The introduction of Aaron and Jesus showed that "The Walking Dead" continued to be willing to address all walks of life. And since Aaron and Jesus are a canonical couple in the comics, many fans eagerly waited to see if they would get together on the series. Unfortunately, Payne dismissed the idea. Not only did he tell Metro that it would seem out of place due to Aaron's boyfriend having just died in Season 8, but he also said he thinks such a development would be lazy.

Tom Payne preferred to focus on their friendship

During an interview with The Hollywood Reporter published the night of the Season 9 midseason finale, in which his character dies, Tom Payne was asked if he'd reconsidered his stance on Jesus and Aaron developing a romantic relationship. "I liked that they had a friendship, but I felt like a further relationship wasn't necessarily required," Payne replied. "I thought it would have been a bit lazy: 'Here are two gay characters. They should get together!'"

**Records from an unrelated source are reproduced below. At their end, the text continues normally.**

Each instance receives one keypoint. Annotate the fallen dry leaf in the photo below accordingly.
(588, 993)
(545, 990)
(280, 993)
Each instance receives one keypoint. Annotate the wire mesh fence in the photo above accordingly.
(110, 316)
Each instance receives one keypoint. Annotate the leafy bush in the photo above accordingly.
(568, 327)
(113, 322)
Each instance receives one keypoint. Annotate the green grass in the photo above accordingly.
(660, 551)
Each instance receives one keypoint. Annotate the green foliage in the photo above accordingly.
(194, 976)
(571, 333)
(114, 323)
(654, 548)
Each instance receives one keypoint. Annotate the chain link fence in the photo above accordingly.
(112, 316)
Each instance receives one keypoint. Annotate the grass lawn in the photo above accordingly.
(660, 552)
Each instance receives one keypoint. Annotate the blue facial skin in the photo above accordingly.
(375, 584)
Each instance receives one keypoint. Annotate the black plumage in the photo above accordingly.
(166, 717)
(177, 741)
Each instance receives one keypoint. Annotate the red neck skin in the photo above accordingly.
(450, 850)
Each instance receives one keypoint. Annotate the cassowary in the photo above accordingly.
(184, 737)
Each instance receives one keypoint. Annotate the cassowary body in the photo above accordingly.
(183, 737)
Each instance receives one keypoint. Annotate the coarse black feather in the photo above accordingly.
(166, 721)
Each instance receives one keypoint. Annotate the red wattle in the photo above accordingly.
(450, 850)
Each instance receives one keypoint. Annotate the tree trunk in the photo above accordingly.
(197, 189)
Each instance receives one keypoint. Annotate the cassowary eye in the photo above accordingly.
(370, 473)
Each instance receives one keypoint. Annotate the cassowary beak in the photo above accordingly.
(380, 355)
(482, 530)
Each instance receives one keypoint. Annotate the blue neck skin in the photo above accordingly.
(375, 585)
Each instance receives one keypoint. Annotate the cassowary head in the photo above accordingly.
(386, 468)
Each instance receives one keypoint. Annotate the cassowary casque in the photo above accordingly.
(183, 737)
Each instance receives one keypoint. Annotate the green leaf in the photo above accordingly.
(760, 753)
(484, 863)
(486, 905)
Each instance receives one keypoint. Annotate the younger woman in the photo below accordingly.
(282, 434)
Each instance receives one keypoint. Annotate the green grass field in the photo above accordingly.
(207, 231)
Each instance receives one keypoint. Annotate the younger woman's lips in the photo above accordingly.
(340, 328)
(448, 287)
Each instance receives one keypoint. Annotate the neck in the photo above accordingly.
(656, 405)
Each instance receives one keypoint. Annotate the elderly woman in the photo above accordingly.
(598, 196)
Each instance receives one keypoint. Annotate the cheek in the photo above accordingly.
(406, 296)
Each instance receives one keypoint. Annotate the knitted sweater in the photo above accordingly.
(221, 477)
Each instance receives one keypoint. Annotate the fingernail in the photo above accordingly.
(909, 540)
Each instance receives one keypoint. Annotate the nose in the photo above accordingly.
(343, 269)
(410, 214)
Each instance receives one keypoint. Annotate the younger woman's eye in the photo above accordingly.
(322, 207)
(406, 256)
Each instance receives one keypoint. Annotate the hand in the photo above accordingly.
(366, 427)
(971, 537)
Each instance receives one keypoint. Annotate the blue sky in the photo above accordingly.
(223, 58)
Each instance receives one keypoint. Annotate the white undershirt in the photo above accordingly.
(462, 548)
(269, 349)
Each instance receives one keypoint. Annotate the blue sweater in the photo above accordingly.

While Payne made a decent point about the sole two gay characters automatically starting a romantic relationship being lazy if not done well, the argument could be made that Jesus and Aaron did have chemistry. "But someone else asked me about the six-year time jump [that followed Lincoln's departure], and I was like, 'Maybe they did hook up once or twice in those six years!' Maybe that contributed to their [friendship], but as you do, you just become friends afterward. I could see that happening," Payne continued. "But a long-term [relationship]? I'm not sure about that. They have a lot in common, and they did connect in a few different ways. It was nice to have them chatting; their sensibilities were similar. They were quite natural friends."

In arguing that the pair remain friends, Payne did sort of make an argument for why they could have ended up together as well. While he did make a fair point that the two openly gay characters immediately ending up together feels half-hearted, there's also something to be said for two people finding love in a horrible situation.